Les deux frères, Kriangkai et Chatchai Klanklong, qui ont décroché une étoile Michelin à L’Orchidée à Altkirch (68) puis ouvert le Yam à Saint-Louis, ont fait l’acquisition de l’hôtel-restaurant La Couronne à Ensisheim pour y déménager leur table gastronomique, pour lui offrir une marge de développement avec hôtellerie.

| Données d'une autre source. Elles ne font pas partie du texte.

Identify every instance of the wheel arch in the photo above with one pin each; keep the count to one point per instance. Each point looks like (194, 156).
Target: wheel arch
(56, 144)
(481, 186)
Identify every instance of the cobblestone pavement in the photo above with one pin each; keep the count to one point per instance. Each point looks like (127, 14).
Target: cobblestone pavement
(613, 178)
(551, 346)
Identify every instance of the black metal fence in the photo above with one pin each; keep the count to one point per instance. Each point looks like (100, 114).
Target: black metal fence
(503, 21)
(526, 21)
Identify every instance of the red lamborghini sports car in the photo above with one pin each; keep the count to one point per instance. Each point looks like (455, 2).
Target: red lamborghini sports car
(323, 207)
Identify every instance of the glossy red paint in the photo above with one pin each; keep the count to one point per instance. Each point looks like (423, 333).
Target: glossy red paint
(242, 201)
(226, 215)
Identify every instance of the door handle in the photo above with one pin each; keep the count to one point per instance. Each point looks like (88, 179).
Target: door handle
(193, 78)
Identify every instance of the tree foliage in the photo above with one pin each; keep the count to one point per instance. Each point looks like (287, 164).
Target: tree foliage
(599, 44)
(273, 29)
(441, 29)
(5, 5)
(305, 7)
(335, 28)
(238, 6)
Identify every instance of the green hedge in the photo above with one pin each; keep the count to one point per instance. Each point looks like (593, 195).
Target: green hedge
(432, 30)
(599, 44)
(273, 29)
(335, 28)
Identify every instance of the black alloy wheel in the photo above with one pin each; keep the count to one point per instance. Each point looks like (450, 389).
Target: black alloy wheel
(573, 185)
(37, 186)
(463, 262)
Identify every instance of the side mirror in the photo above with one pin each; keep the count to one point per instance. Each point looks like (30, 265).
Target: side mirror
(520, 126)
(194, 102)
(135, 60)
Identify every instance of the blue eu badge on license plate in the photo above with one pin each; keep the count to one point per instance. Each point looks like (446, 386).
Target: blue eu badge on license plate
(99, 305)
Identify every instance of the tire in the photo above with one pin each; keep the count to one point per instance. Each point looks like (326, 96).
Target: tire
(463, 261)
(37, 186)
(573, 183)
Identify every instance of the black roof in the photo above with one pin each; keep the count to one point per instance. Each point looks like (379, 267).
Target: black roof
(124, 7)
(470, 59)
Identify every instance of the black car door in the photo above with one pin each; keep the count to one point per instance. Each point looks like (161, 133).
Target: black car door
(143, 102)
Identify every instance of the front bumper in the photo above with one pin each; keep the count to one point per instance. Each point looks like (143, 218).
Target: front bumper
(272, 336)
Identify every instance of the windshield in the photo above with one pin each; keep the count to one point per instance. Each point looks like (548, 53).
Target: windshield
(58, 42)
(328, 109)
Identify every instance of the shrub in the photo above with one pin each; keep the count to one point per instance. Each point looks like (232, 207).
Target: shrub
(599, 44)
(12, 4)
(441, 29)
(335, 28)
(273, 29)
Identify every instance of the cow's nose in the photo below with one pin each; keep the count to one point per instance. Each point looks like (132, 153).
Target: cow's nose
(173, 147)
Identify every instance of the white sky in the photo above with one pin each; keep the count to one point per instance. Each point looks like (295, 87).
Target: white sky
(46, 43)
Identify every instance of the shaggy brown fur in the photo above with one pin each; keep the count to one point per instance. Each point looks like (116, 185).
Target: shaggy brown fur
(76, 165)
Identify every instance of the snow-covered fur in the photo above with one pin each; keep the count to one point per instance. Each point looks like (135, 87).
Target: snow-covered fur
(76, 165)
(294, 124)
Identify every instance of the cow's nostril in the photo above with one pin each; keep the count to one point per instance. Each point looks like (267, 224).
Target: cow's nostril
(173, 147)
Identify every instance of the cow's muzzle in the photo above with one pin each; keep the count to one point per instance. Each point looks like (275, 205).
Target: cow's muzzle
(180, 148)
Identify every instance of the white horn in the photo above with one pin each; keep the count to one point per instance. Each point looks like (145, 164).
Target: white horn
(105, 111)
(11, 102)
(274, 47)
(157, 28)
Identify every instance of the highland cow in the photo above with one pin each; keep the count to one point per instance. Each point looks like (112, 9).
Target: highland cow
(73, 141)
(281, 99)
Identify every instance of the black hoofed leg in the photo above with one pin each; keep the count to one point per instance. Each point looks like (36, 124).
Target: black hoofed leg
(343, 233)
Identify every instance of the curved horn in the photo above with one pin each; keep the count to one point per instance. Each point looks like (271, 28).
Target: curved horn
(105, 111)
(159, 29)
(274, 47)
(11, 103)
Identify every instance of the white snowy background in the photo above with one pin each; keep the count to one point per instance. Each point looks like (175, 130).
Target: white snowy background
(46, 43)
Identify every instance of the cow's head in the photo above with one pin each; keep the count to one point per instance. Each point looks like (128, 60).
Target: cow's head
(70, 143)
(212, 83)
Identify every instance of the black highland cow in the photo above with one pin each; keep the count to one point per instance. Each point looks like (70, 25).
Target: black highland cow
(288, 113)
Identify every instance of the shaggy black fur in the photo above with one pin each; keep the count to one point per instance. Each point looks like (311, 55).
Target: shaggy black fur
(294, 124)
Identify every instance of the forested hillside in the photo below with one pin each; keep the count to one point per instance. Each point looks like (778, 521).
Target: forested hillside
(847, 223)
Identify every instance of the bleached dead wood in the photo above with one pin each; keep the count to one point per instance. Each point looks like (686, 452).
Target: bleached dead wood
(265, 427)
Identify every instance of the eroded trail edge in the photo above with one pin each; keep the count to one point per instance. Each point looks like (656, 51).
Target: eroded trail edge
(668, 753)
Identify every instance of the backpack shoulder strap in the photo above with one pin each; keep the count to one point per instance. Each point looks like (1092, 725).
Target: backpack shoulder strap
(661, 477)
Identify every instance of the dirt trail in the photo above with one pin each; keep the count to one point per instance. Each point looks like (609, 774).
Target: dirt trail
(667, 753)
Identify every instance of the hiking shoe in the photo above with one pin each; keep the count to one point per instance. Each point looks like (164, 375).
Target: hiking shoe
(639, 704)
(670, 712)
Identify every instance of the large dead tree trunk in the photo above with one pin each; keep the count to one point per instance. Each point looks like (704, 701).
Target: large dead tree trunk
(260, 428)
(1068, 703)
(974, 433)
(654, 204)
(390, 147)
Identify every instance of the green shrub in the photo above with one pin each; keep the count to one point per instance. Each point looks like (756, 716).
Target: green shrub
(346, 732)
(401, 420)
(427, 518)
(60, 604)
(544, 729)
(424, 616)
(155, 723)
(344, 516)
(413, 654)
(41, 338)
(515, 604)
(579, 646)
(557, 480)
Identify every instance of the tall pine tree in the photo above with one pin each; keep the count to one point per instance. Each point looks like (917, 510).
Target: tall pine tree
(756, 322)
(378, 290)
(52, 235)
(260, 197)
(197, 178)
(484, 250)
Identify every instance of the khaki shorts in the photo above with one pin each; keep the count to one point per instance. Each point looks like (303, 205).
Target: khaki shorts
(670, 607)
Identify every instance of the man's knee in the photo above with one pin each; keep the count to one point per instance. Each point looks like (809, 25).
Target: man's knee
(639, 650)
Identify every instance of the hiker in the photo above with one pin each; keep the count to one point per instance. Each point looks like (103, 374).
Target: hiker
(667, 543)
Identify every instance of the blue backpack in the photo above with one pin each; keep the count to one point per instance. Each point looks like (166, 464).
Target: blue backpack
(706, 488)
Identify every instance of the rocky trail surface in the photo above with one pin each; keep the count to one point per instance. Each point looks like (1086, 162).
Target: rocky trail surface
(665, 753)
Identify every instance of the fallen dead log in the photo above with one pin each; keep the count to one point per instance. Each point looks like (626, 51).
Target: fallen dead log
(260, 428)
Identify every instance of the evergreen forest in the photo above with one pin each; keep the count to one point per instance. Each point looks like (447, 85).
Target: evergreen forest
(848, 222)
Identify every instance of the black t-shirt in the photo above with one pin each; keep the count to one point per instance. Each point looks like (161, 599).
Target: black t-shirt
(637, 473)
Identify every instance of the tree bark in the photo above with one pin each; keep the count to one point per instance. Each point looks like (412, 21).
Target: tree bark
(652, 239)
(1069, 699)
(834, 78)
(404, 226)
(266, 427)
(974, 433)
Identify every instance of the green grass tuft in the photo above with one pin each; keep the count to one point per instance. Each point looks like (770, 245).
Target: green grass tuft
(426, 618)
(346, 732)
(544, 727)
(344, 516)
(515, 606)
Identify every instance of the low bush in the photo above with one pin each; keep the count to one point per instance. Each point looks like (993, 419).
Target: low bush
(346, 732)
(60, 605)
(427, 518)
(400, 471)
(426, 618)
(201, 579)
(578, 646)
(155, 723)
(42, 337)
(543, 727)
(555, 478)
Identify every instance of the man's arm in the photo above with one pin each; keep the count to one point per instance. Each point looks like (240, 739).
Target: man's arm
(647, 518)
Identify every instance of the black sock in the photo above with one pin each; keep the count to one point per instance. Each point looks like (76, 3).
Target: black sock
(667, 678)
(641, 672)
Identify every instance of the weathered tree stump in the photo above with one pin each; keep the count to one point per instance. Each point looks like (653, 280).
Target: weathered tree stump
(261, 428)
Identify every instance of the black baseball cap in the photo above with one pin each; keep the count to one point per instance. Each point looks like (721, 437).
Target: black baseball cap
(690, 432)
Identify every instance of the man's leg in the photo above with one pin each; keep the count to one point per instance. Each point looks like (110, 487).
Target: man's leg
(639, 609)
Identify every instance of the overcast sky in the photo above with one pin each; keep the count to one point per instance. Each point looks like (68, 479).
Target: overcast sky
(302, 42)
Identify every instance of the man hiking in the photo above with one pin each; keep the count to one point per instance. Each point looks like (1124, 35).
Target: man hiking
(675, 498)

« Nous avons eu un coup de cœur pour son architecture ancienne et son âme. Construite en 1610, elle a été rénovée avec goût par l’ancien propriétaire, passionné, qui avait chiné du mobilier que nous avons conservé», explique le chef Chatchai Klanklong.
Le film

« On avait envie de changement. Après sept ans et demi là-bas, on arrivait au bout de ce qu’on pouvait offrir dans le cadre du restaurant. On voulait une petite terrasse, un espace détente, quelques chambres pour compléter l’offre gastronomique, un parking, et surtout une belle bâtisse. Avec mon frère, nous adorons la vieille pierre et nous sommes tombés amoureux de celle-ci. Nous sommes associés depuis toujours et nous faisons tout ensemble en affaires. »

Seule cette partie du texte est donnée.